From testing to reviewing: evaluating AI agents that run 30-step workflows

The gap between AI agent demonstrations and production deployments has defined the past two years of generative AI adoption. Systems that worked well enough to generate compelling demos consistently failed when organizations tried to scale them beyond controlled environments. Based on insights from a recent conversation between Ben Kus from Box and Harrison Chase, founder and CEO of LangChain, the core challenge wasn't architectural complexity or workflow design—it was the underlying models themselves, and our fundamental misunderstanding of how to build, evaluate, and manage systems that make autonomous decisions across dozens of steps.

Chase's perspective matters because LangChain sits at the intersection of agent development and production deployment. The patterns he describes—30-page prompts, model-maximalist architectures, and the shift from testing to reviewing—represent not speculative futures but current operational realities for teams building sophisticated AI systems. For legal teams governing AI deployments and product teams designing agent interfaces, these insights reveal why traditional software quality frameworks don't transfer to autonomous agents, and what must replace them.

Why early agents failed: insufficient model capability, not flawed architecture

The initial wave of AI agents in the GPT-3.5 era generated significant attention but failed to achieve production reliability. According to Chase, the reason was straightforward: "the models were just not good enough." These systems could handle simple sequential tasks—finding a celebrity's girlfriend's age and performing a calculation with it, for instance—but they collapsed under the weight of multi-step workflows requiring sustained context and direction.

The failure mode followed a predictable pattern. Early agents would work "one in N times," generating compelling demonstrations that suggested broader capability. Organizations would then attempt to deploy these systems in production environments, only to discover that over any workflow requiring more than a few steps, the agents would either accumulate errors or lose focus as their context window expanded.
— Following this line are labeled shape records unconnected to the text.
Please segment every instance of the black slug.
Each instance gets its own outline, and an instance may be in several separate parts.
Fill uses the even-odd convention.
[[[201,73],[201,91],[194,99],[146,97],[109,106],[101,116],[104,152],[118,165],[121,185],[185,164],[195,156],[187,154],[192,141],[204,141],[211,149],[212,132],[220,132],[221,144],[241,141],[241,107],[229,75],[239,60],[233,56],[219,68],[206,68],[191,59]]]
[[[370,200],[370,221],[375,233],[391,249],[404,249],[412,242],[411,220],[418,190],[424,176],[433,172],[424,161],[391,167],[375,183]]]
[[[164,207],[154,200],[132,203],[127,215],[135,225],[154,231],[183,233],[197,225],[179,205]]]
The architecture wasn't fundamentally broken; the underlying models simply lacked the capability to maintain coherent reasoning across the number of steps required for useful work.

This reality demystifies the recent progress in agent reliability. The breakthrough wasn't primarily new software architectures or clever prompt engineering techniques, though both contributed. The fundamental shift came from model capabilities crossing a threshold where the core tool-calling loop that inspired systems like AutoGPT could finally operate reliably. As Chase notes, the models are now "just better enough" to make the original architectural intuitions work in production.

Deep agents and the model-maximalism approach

The architectural pattern that has emerged over the past six months reflects what Chase calls "Deep Agents"—systems that represent a full-circle return to the general-purpose tool-calling loop that characterized early experiments, but this time supported by models capable of executing the pattern reliably. These systems operate on a philosophy Chase terms "Model Maximalism": rather than building intricate, rigid software workflows that constrain the agent's behavior, the goal is to "push all of the complexity into the prompt" and trust the model to navigate that complexity intelligently.

The mechanism works like this: Instead of a traditional workflow engine that forces the system through predefined steps, a Deep Agent uses a core loop where the large language model itself "determines when to go the next step." This creates a fundamental distinction in system behavior. In a workflow system, the software architecture dictates the sequence of operations. In a Deep Agent, the model evaluates the current state, consults its instructions, and decides autonomously what action to take next—whether that's calling a tool, requesting more information, or concluding the task.

The sophistication lies not in the loop itself, which remains relatively simple, but in the "harness" that supports it. This harness packages industry best practices into a batteries-included environment: built-in planning tools, file system access, error handling, and other capabilities the model can invoke as needed. The architectural complexity hasn't disappeared; it's been absorbed into the supporting infrastructure and the instructions that guide the model's decision-making.

The 30-page prompt: instructions as high-density programming

Perhaps the most counterintuitive aspect of modern agent development is what "prompt" actually means at production scale. When Chase refers to the prompts powering systems like Claude Code, he's not describing a few paragraphs of natural language instructions. These prompts run "20, 30 pages" long. Even the descriptions for individual tools an agent can use—specifications for a single function call—often exceed the length of an entire prompt a typical user might write.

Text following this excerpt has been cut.